Our outlook doesn’t look so good. Bill Joy says it best in his article, Why the Future Doesn’t Need Us. He says, “Our most powerful 21st-century technologies – robotics, genetic engineering, and nanotech – are threatening to make humans an endangered species. His opinion is that we humans will create technology that will put humans in danger, maybe even extinct.

But that is a rather pessimistic outlook. Personally, I am a glass half full type of guy, not a glass half empty. So, lets examine the good that can come from continuing our thought. If we get to the point naturally, the way we are heading now, we may get there eventually. I mean we have almost five billion years left, right? Lets examine what has been done since the dawn of civilization -- Stonehenge and all of its predictive capabilities, the pyramids and modern day metropolises, suburban sprawl, indoor plumbing, electricity, televisions, internet, artificial intelligence, rockets, the International Space Station and landing on the moon. This list can go on forever. Just think, everything we humans are and created up to today have only really been in development for around five thousand years. We have at least four billion years until we face our inevitable doom. Think of what we can do!

Earth cannot be the only planet that life calls home. What if there were other planets, like us, who are having similar problems? Wouldn’t it be great if our thought machines reached those planets and helped the life forms inhabiting the planets advance to where we were when our sun died? Think of the possibilities then! Now, instead of just four billion years, the influence we as humans can have on other life forms is infinite!

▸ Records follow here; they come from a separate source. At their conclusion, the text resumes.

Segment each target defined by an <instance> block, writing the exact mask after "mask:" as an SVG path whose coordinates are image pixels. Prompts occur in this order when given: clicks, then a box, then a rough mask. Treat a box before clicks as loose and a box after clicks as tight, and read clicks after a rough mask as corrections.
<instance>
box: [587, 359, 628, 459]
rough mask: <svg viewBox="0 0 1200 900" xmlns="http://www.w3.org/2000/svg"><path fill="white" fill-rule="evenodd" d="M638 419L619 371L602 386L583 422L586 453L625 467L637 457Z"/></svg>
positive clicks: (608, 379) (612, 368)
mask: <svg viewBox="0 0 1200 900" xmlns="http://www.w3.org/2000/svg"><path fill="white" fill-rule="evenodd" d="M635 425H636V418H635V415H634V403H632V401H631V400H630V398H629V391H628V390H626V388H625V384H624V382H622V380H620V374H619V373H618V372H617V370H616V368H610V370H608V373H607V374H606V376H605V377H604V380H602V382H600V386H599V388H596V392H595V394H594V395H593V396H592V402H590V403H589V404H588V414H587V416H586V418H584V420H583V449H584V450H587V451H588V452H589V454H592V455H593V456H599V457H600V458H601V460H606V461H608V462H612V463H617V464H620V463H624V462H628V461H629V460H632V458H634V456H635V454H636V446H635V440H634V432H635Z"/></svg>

I agree with Lyotard in that we should quit asking ourselves answerless questions. There is no point to them. They won’t get us anywhere or give us answers. All they do is provide entertainment for some, headaches for others, and mind training for deeper thought. So go look into how we can allow human thought to survive past our suns death. We may be able to influence other life forms or at least save some lives by allowing them to learn from our mistakes. History does repeat itself.

1 comment:

Adam Johns said...

Your introduction could be clearer. Lyotard is complicated and AI is complicated, but your idea is pretty straightforward: you are interested in how contemporary AI research can help us explore the literal possibility of Lyotard's vision. Putting this in a straightforward way would help the beginning of the paper greatly.

Beyond the introduction, I think your paper is quite well structured. Some of the details are off (you explain some of Bertocci's stages much better than others), and obviously most of the later details are missing, but the *shape* of the argument makes a great deal of sense to me. You introduce Lyotard, you define consciousness (that is, you phrase his philosophical problem in more material/scientific terms), analyze the possibility of AI capturing/creating consciousness, then return to the philosophical questions from a different angle. It makes a great deal of sense - the task is to pull off an adequate discussion of the problems over the next couple weeks. I think you can do it -- but you need to keep reminding yourself of what is important in your discussion, and not get lost in the interesting tangents which will inevitably arise.

I think clarifying the introduction, and laying out the structure of the argument in the introduction, will help you stay focused as you proceed.